Right now I’m a little confused. What is the aim of the field “current compliant status”? The helptext says the following, which is reasonable to me, I would set to “compliant” and set in turn the compliance efficacy to 10 %.
image

But now in the Mitigation Tab we have the following helptext, which tells me the contrary:

image
image1120×119 5.16 KB

What is the preferred way to input in Eramba if we are not yet compliant but want to be?

Regards
Fabian

#2

This has come up a few times so is evidently not clear, our intention was to document:

  • what your intention is (the current compliance status…which is wrongly named…it should be “Strategy”)
  • what you use to deal with that intention (controls, policies, projects, etc)
  • how you actually are doing (the status of the control, policies etc)

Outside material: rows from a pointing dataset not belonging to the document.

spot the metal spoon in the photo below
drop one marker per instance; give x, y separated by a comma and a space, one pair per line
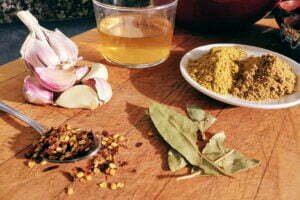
42, 130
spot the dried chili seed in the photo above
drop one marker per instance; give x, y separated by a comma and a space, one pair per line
31, 163
62, 143
70, 190
123, 163
50, 168
138, 144
88, 177
79, 174
120, 185
113, 186
102, 185
112, 165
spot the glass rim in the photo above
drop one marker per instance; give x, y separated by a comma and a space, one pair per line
123, 8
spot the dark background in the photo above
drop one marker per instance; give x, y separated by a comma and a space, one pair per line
13, 35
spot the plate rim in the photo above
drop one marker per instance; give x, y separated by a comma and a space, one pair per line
223, 98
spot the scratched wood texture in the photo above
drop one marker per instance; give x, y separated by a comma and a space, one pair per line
271, 136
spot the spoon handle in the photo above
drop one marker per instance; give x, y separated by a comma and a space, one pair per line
35, 125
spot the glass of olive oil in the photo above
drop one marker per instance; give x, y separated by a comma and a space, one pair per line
135, 33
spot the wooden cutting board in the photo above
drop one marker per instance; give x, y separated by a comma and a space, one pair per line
270, 136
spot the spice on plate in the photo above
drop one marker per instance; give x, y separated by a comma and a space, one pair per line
215, 69
181, 133
62, 143
265, 77
227, 70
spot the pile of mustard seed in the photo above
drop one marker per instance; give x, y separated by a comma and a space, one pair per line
228, 71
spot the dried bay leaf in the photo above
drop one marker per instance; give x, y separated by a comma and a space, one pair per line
181, 134
175, 160
204, 119
171, 126
231, 161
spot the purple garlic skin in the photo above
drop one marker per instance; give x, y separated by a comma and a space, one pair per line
51, 57
102, 87
35, 93
45, 48
55, 80
81, 72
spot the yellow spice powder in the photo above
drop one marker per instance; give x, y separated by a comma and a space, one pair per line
226, 70
216, 69
262, 78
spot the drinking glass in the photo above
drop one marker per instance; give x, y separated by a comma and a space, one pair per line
135, 35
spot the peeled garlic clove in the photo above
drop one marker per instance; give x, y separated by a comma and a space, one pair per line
97, 71
64, 48
55, 80
79, 96
102, 87
81, 72
35, 93
38, 53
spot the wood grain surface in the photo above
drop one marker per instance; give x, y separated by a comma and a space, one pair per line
271, 136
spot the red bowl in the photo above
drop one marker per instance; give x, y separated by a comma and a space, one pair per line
218, 14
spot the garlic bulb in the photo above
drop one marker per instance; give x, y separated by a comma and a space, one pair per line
45, 48
55, 80
97, 71
51, 57
35, 93
81, 72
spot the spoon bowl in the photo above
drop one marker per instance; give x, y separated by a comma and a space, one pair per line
42, 130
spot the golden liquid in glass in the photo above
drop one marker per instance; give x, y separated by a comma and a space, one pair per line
135, 39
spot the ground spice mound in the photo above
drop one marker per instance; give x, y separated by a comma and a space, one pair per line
227, 70
216, 69
262, 78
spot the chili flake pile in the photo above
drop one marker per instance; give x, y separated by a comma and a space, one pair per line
63, 143
103, 164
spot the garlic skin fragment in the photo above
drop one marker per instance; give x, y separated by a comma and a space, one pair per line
97, 71
65, 49
81, 72
102, 87
55, 80
38, 53
35, 93
79, 96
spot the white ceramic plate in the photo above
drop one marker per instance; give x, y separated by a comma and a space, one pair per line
288, 101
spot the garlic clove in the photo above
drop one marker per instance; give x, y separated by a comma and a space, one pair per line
102, 87
35, 93
79, 96
65, 49
38, 53
55, 80
97, 71
81, 72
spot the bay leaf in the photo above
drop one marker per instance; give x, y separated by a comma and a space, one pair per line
230, 160
204, 119
175, 160
181, 134
176, 130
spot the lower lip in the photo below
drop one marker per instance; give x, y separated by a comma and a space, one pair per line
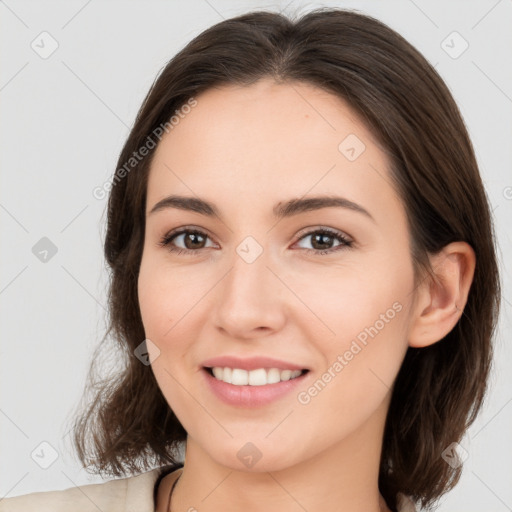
251, 396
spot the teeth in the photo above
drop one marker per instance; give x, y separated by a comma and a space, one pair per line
259, 377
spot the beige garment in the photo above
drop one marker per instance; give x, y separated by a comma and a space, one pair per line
131, 494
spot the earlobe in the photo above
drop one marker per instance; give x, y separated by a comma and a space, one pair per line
440, 301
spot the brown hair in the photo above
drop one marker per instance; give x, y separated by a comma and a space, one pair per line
128, 426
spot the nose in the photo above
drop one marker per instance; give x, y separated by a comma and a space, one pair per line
251, 299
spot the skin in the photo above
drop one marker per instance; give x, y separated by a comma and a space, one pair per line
245, 149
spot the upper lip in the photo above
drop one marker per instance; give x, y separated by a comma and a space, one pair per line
250, 363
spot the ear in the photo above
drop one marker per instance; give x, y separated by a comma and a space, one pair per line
440, 301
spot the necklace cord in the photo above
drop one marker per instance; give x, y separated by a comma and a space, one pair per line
168, 509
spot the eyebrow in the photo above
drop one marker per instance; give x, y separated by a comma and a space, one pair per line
280, 210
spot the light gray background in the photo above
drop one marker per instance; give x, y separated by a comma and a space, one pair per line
64, 120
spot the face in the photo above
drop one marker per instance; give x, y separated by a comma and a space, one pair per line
322, 287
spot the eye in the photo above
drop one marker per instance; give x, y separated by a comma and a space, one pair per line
192, 238
322, 239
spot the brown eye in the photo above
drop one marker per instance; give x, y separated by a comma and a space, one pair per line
192, 240
322, 241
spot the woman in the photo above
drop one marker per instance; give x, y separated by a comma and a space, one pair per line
304, 280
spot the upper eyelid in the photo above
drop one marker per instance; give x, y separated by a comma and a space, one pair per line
304, 232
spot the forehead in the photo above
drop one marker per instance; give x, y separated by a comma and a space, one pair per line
270, 140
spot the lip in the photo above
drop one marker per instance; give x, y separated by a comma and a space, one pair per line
251, 363
252, 396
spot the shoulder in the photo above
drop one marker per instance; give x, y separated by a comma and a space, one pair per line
131, 494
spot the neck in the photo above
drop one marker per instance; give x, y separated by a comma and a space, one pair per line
341, 477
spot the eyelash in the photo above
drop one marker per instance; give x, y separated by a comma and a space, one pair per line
345, 242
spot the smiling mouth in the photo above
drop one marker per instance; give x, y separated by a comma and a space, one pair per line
257, 377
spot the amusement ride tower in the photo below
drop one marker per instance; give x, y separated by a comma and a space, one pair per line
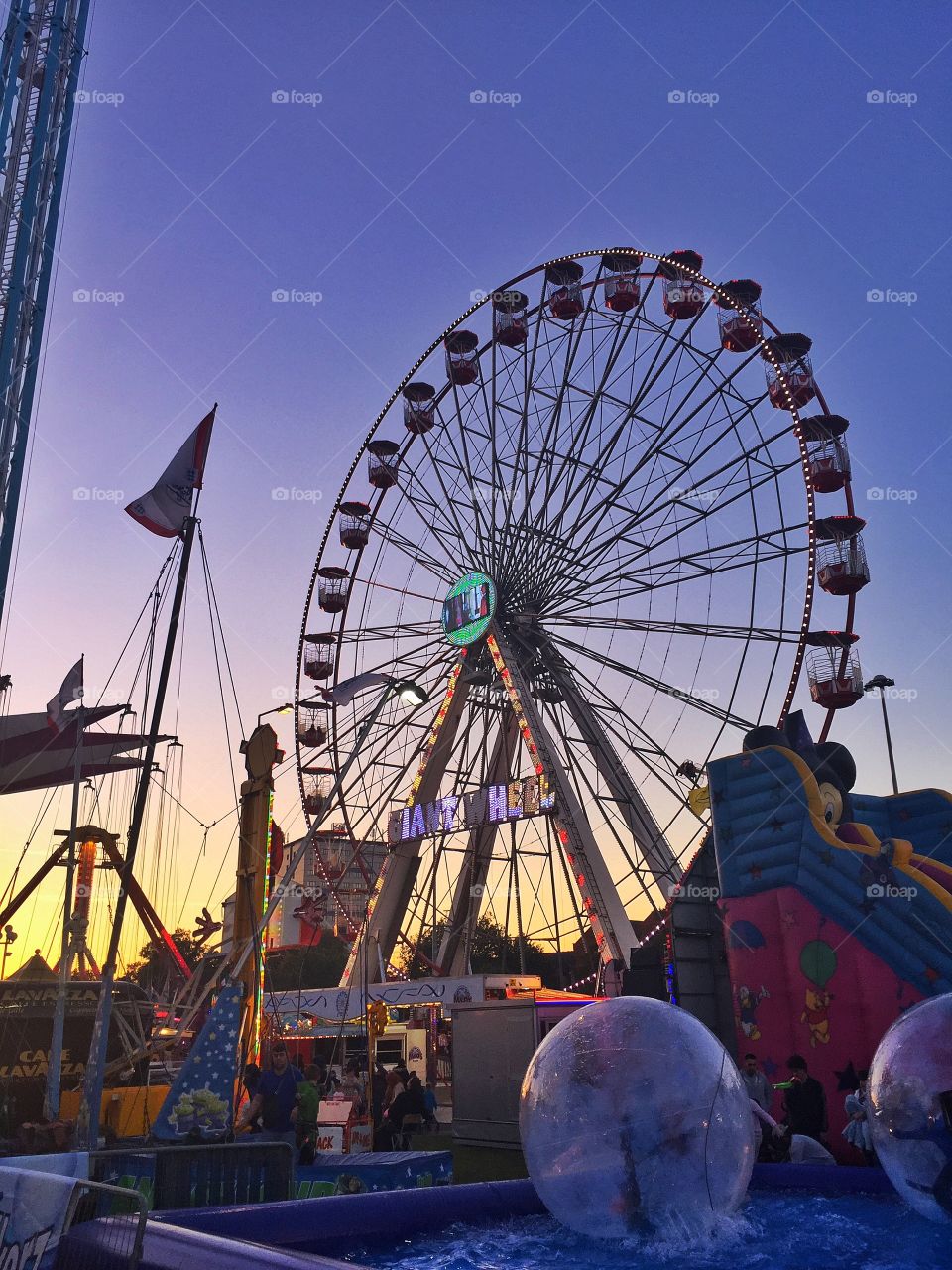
40, 62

we need to clear up this a little bit … https://github.com/eramba/eramba_v2/issues/2158

does my explanation help to understand?

#3

Yes it does, thanks. So the text for the “compliance status” is correct but it should be adjusted in the mitigation tab.

This way it absolutely makes sense.

#4

Changes:

image
image1900×384 13.5 KB

image
image504×872 7.69 KB

image
image1386×532 49.1 KB

image
image1918×842 55 KB

image
image1988×458 31.9 KB

for: Compliance Strategy

Change:
Select one or more controls (from Control Catalogue / Security Services) used to mitigate this compliance requirement. If you havent got controls you can still select mitigation policies or alternatively, set this requirement as “Not Compliant” and create a “Mitigation Project”

For:
Select one or more controls (from Control Catalogue / Security Services) used to mitigate this compliance requirement.